CHOICE election asks
CHOICE has called out five things political parties can promise consumers that will help with cost-of-living issues and give people greater confidence in the financial system. These are:
  • Reform the health insurance market to make it easier for people to compare products and to stop subsidising junk policies. 
  • Back an open data policy to give consumers access to the data businesses hold about their behaviour and preferences so they can compare products and get a better deal. 
  • Clean up the credit card market to help consumers compare, save and switch products. 
  • Introduce mandatory fuel efficiency standards to help people find cars that are cheaper to run.
  • Properly fund the finance regulator, the Australian Securities and Investments Commission.
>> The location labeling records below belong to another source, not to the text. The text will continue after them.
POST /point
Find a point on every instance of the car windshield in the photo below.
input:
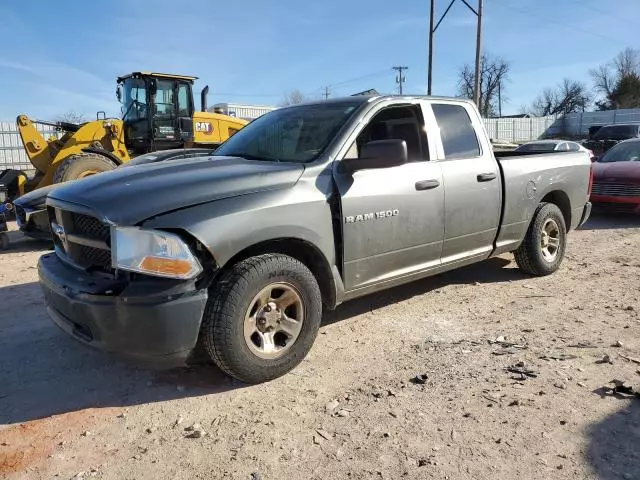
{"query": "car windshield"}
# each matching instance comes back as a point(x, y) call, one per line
point(536, 147)
point(623, 152)
point(616, 132)
point(294, 134)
At a minimum funding should be restored to pre 2013-14 levels.

[1] CHOICE Consumer Pulse – March 2016, total sample in wave 8 of the Consumer Pulse is n=1062. Fieldwork was conducted between 11 and 24 March 2016 by GMI/Lightspeed Research Australia.
[2] Op. Cit, Consumer Pulse Report - March 2016.
[3] Government response to the financial system inquiry 
[4] Ibid, Consumer Pulse Report - March 2016.
[5] Op. Cit, Consumer Pulse Report - March 2016.